減三和音はちょっと扱いが苦手で、長いこと仲良くできない和音だった。しかし、歌を歌うようになって、つまり、たくさんのスコアを見るようになって(これも吹奏楽ではできなかった経験である)、いくつかパターンがあることに気づいてからは、少しお近づきになれた気がする。

前回の最後で減三和音は上に伸ばすより下に伸ばす方が多いのではないか、と書いた。実際に下に伸ばしてみると、シレファはソシレファに、つまり普通の属七の和音になる。減五短七のシレファラはソシレファラ、つまりG9になる。

ということは、減三和音は根音が長3度下の属七系の和音の代わりに使えるということである。これがひとつ目のパターン。

また、長七の和音(メジャーセブンス)の根音を半音上げると、なんと根音が半音上がった減五短七の和音になるのである。つまり、FM7(ファラドミ)→F#7♭5(ファ#ラドミ)といった、根音だけ半音上げる進行が可能になる。逆にすれば半音下行になる(クリシェというのであった)。これがふたつ目のパターン。

減五短七とマイナー6thは転回和音の関係にあり、マイナー7thとは四つ目の音が半音違いなので、マイナー7th(レファラド)の第7音を半音下げると、その音を根音とした減五短七(シレファラ)になる。さらにこの第7音を半音下げれば減七の和音(シレファラ♭)まで行ける。

マイナー7th(レファラド)は6th(ファラドレ)と転回和音の関係にあるので、これは同時に6thの第5音を半音下げると減五短七(シレファラ)になることも意味する。これはIV7→VII7♭5という進行だが、VII7♭5はV7の代わりに使えるので、要するに下属和音→属和音の進行で、属和音を置き換えたと見ることもできる。これが三つ目のパターン。

ここから減五短七の第7音を半音下げれば減七(シレファラ♭)になるが、元の6thの構成音と見比べると、6thの第3音が半音下がった状態だということが分かる。これはマイナー6th(ファラ♭ドレ)である。つまり、マイナー6thの第5音を半音下げると、直接減七の和音に行ける。これが四つ目のパターン。

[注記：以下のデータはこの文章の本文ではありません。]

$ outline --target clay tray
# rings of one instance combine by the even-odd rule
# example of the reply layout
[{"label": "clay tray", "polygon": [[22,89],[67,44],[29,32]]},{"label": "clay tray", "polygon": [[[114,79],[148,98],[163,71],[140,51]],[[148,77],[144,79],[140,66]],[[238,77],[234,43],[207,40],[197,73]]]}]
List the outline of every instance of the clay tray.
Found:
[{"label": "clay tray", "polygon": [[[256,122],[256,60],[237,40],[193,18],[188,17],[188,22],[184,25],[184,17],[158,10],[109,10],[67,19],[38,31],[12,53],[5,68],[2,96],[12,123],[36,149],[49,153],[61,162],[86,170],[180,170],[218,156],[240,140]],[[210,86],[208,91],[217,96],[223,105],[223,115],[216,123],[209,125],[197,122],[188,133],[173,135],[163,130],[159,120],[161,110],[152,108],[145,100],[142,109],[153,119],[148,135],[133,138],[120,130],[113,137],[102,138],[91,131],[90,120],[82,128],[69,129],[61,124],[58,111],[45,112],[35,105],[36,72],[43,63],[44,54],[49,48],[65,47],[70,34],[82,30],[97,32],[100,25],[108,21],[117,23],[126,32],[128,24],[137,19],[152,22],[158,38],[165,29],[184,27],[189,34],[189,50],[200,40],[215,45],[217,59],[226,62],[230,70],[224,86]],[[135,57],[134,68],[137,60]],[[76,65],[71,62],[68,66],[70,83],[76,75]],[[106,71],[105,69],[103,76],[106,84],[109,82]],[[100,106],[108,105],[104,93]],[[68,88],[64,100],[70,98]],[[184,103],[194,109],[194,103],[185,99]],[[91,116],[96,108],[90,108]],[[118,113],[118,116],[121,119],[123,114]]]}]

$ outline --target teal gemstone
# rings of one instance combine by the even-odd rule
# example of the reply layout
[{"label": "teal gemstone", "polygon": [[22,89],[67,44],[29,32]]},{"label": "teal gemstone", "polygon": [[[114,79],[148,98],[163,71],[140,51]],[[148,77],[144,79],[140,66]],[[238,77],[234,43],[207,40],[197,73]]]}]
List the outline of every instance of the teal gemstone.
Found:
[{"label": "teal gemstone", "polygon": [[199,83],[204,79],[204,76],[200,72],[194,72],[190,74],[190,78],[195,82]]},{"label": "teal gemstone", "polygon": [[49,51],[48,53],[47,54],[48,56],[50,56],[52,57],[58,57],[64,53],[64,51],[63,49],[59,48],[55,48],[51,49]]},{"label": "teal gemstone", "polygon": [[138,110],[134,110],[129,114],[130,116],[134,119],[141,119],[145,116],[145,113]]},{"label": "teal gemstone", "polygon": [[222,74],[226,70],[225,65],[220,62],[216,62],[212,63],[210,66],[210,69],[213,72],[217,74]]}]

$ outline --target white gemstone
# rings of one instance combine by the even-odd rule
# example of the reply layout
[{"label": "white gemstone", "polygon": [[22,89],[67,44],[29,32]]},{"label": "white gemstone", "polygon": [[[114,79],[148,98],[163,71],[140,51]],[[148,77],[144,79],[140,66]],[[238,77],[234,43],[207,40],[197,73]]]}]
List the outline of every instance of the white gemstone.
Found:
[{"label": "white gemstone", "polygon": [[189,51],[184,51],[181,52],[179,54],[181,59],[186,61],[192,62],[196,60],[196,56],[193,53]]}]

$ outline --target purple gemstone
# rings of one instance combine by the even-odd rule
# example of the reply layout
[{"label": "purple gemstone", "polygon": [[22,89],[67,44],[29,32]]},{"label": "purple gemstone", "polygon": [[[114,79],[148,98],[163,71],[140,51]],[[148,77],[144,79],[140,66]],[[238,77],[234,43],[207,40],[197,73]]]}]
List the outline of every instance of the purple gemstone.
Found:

こうして見てみると、減和音はだいたい半音進行が絡んでいることが多い。減5度は周波数比で25:36、裏の増4度にしても18:25と簡単な比にはならないのでそもそもハモらせるのが難しいというか、事実上不可能である。どこかの音が半音動いて前後の和音は普通の和音になっていることが多いはずなので、それを意識して演奏するといいのかもしれない。